Megan Walch: uncanny

10 June - 2 July 2022
Overview

 

There are, and have always been, things going on that we don’t know about.

 

William Kentridge says, “The one thing that Covid-19 has shown us is that claims to authoritative certainty about how the world operates are very thinly based.  The question of uncertainty, ambiguity, and doubt is the bedrock of what happens in the studio whether you’re a writer, a singer, or visual artist.”[1]

 

When painting wet-on-wet there is a window of time in which to work with the fluid medium.  In this moment you either capture or kill the image: you can infuse it with light and luminosity or make a dull muddy mess.  This painting process allows for the unknown or indeterminate to enter the work and here it invades literally as flying saucers.

 

Painting flying saucers arose from my need to escape reality and have fun in the studio.  As I searched the galaxy of Google images of UFOs mocked-up from saucepan lids and jelly moulds, cannibalised from old appliances and doctored in Photoshop, I was sucked into a vortex, a black hole of rumour, myth and conspiracy.  I felt naughty, subversive; it left me vulnerable to ridicule.

 

Carl Jung proposes that, regardless of whether or not they exist, UFOs are the psychological products of humanity in crisis - projections of grief and psychic distress onto objects in “situations of collective angst, danger and vital need,” suggesting that during dark times they operate as symbols laden with Salvationist fantasies.  He claims their round bodies are subconscious totems representing aspirations to unity or wholeness. [2]

In the past I’ve painted ellipses [3] to connote eccentricity in a pictorial world; discs that spin and glint have recurred in my paintings for ‘aeons’; these lozenges have been central characters within a whimsical visual language.  On another level these works are simply about how to represent mass, volume and weight in paint and in two dimensions.  Kinetically UFOs are erratic, they appear and disappear in an instant just as water droplets condense into liquid from a gaseous state.[4]  Are they coming or going?  Are they menacing or benign?  For the first time many the forms in these paintings slow down to hang and hover in space, this is a surprise as vectors of energy have always been more interesting to me than objects.

 

It feels like a nostalgic form of futurism to depict 1950’s WearEver saucepan lids dipping and diving over misty mountain ranges and deserted highways - a familiar whimsical unknown, as distinct from current forms of manipulation and fear mongering: the disclosure of secrets that have long been concealed and trafficked in stealth: scandals, corruption, declassified UPAs and asteroids on collision courses - secrets leaked and brought to light after being sealed in darkness.

 

Painting is a vehicle for light - a ‘niche for lights”[5]   and Art is a platform for ‘other’ kinds of knowing and being – it is a field in which the uncertain future may land.
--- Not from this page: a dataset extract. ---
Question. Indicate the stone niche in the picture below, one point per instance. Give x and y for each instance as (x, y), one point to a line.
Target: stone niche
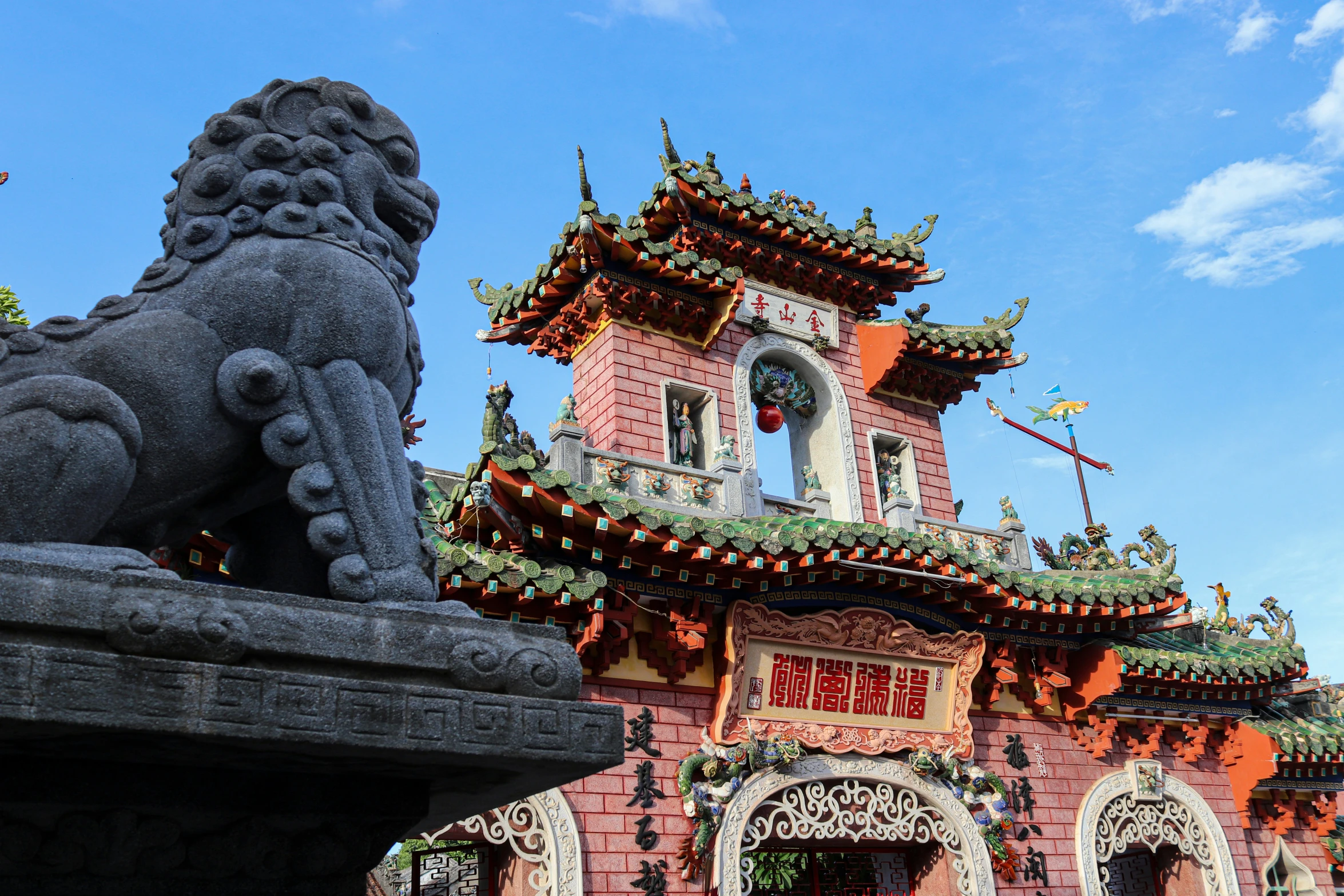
(898, 449)
(705, 420)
Uncannily, at the time I began this body of work and ‘alien’ was invading mine, reminding me that we too are visitors here for a relatively short time.

 

Meg 2022

 



[2] Jung, C. G. Flying Saucers, New York: MJF Books, 1996. P 22

[3] An ellipse is a circle or orbit whose axis is not placed centrally. Eccentricity is the quality of being abnormally centred; of not being concentric; of not having the axis in the centre.  The quality or habit of deviating from what is usual or regular; irregularity, oddity, whimsicality.

Oxford English Dictionary, "Eccentricity, N." , accessed 11th April, 2022, http://www.oed.com/view/Entry/59249?redirectedFrom=eccentricity.

[4] Jung, C. G. Flying Saucers, New York: MJF Books, 1996. P 29.

[5] Walch’s first 1994 exhibition, Bett Gallery, “ A Niche for Lights” from translated Sufi texts reflecting on sources of light and levels of illumination.